Nazim Hikmat left prison, taking advantage of the amnesty law that entered into force in 1950, separated from his wife, Praia Hanem, and married his cousin, Munfir Andach, who was constantly visiting him in prison. When he realized that he was under observation, he decided to travel abroad, so he arrived in Moscow in 1951 via Bulgaria and Romania by the Black Sea.

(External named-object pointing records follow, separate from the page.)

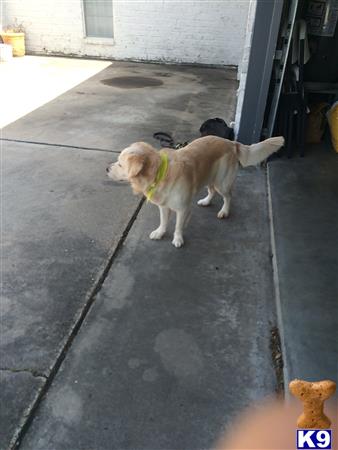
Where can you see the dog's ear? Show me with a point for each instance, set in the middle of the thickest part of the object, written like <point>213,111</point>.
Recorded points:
<point>135,164</point>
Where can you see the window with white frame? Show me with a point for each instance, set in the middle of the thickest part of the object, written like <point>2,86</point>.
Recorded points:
<point>98,16</point>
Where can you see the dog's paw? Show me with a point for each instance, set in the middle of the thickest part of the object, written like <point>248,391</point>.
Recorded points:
<point>204,202</point>
<point>178,241</point>
<point>222,214</point>
<point>157,234</point>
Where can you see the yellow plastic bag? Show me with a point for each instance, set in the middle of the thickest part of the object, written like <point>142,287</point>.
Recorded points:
<point>332,117</point>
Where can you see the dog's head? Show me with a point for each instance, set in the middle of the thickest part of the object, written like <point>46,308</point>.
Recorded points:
<point>136,164</point>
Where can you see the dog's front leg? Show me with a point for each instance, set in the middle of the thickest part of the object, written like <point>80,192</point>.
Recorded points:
<point>182,216</point>
<point>164,217</point>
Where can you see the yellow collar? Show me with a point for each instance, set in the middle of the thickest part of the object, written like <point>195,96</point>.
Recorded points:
<point>161,173</point>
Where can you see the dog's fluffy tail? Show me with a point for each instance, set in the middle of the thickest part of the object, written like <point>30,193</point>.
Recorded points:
<point>250,155</point>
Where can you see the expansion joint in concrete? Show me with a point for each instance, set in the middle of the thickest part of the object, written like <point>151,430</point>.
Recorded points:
<point>33,372</point>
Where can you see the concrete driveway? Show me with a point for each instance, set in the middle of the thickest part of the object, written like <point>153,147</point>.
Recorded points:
<point>108,339</point>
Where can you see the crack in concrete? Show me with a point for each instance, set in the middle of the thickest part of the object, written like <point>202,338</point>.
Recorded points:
<point>94,149</point>
<point>33,372</point>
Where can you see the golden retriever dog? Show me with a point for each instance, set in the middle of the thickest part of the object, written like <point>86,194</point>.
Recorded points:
<point>170,179</point>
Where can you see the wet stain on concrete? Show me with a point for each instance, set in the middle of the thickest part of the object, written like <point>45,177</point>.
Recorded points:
<point>132,82</point>
<point>179,353</point>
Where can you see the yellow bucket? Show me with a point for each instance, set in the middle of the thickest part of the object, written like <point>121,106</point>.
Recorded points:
<point>16,40</point>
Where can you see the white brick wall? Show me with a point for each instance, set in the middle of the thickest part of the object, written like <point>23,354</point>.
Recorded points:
<point>194,31</point>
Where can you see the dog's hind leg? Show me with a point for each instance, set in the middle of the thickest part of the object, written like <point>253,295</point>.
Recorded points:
<point>207,200</point>
<point>224,189</point>
<point>164,217</point>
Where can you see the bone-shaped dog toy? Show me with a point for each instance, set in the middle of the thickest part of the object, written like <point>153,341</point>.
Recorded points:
<point>313,395</point>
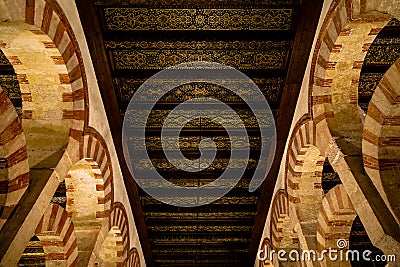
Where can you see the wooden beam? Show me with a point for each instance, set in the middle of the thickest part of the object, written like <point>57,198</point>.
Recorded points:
<point>91,25</point>
<point>306,21</point>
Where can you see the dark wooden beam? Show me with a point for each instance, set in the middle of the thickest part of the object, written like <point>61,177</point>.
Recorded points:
<point>91,26</point>
<point>306,22</point>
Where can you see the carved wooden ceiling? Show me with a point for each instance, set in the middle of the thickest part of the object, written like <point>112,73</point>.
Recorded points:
<point>382,53</point>
<point>269,41</point>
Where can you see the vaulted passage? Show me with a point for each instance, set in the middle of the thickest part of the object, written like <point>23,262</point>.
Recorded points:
<point>139,39</point>
<point>142,40</point>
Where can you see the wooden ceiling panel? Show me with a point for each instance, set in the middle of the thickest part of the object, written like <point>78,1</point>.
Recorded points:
<point>132,40</point>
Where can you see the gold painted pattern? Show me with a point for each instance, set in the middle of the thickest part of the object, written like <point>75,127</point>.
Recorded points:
<point>161,59</point>
<point>197,19</point>
<point>268,86</point>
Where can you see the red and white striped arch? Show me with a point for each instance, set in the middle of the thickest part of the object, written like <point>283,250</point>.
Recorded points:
<point>381,137</point>
<point>14,178</point>
<point>56,233</point>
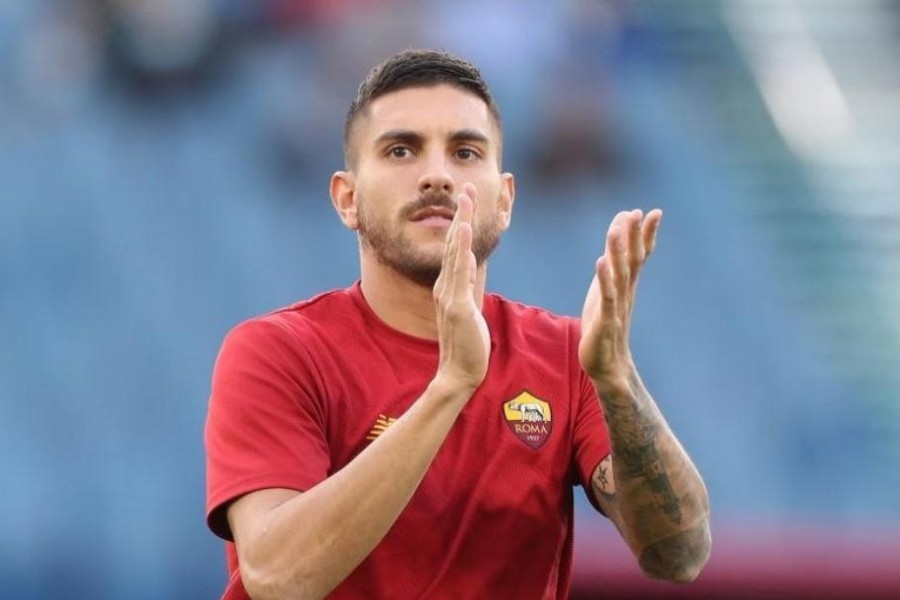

Turkish citizenship was withdrawn from Nazem Hikmat by ministerial decision in the early 1950s, but he was greatly appreciated outside Turkey as a Turkish poet and writer, as he attended many international conferences and his books were translated into many languages. His citizenship was restored to him in 2009 by an official decision of the Justice and Development Party government.

In 1959, he married the Russian Vera Tolyakova, who was thirty years younger than him, before he was given a term in 1963 by a heart attack, and he was buried in Novodevichy Cemetery in Moscow.

When his poetic book "835 Lines" was published, he was admired by many of the great Turkish poets of the period, such as Ahmed Hashem and Yaqoub Qadri (Qara Osmanoglu), and influenced a number of young poets who switched to writing free poetry following his example.

As for his most important books, he is "Scenes from My Hometown", he started writing him in prison in 1941, and through him he presented his vision for a sensitive stage in the history of Turkey, extending from the period of the second constitutional rule in the time of the Ottoman Empire to the Second World War in the time of the Turkish Republic, and it was This book, in which poetry and prose are intertwined, is a literary legacy that commemorates a poet from the clay of great men.